Ясно. Присоединиться к легиону несчастных, забивших площадь, — сколько из них просили особой милости принца и теперь месяцы или годы ожидали, когда их пригласят? Сколько времени они спят на камнях, выпрашивают объедки и все еще живут глупой надеждой?
Но я уже истратил все силы. Я вернулся к Гормону и Аулу-эле, рассказал им о ситуации и предложил попытаться поискать какое-нибудь пристанище. Гормон, как безгильдийный, легко мог устроиться на любом постоялом дворе, содержавшемся специально для таких, как он, Аулуэла, скорее всего, сумеет найти прием в ложе гильдии, ну а мне остается ночевать на улице — и не впервые в жизни. Но я надеялся, что нам не придется расставаться, — я уже привык к своим молодым спутникам и воспринимал нашу компанию как семью.
Когда мы подошли к двери, мой хронометр тихонько напомнил, что пришло время очередного дозора — это было правом и обязанностью каждого дозорного независимо от обстоятельств, в которых он оказался. Поэтому я остановился, открыл тележку, включил приборы. Гормон и Аулуэла замерли радом со мной. Я заметил издевательские улыбки и откровенные насмешки на лицах тех, кто входил и выходил из дворца: дозор не пользовался симпатией и доверием, поскольку велся уже целую вечность, а обещанный враг так и не появлялся. Тем не менее для кого-то это занятие было обязанностью, как бы забавно это ни казалось другим. То, что для одних лишь бессмысленный ритуал, для других — смысл жизни.

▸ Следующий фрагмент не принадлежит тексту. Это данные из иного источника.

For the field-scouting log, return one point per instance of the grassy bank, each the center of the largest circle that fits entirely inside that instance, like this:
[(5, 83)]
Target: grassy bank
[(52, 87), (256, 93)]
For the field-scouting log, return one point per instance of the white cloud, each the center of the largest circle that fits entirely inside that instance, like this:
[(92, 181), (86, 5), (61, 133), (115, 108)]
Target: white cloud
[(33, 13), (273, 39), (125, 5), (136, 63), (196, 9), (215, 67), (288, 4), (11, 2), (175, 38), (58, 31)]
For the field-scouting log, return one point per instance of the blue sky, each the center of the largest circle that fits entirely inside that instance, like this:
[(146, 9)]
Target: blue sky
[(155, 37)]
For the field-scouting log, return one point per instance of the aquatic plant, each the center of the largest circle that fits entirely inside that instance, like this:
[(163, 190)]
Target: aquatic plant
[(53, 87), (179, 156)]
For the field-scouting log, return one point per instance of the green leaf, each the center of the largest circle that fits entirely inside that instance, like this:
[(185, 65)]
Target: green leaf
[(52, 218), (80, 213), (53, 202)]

Я заставил себя войти в состояние дозора. Мир вокруг привычно растаял, и я погрузился в небеса, испытывая привычную радость. Мой разум, преодолевая бесконечность за бесконечностью, обшаривал галактики одну за другой. Не собирается ли где-то могучий межпланетный флот? Не муштруются ли войска? Не готовится ли завоевание Земли? Четыре раза в день я вел дозор, то же самое делали другие члены нашей гильдии, каждый в свое время, так что в любое мгновение чей-то подозрительный разум был настороже. И что здесь странного, и тем более глупого или смешного?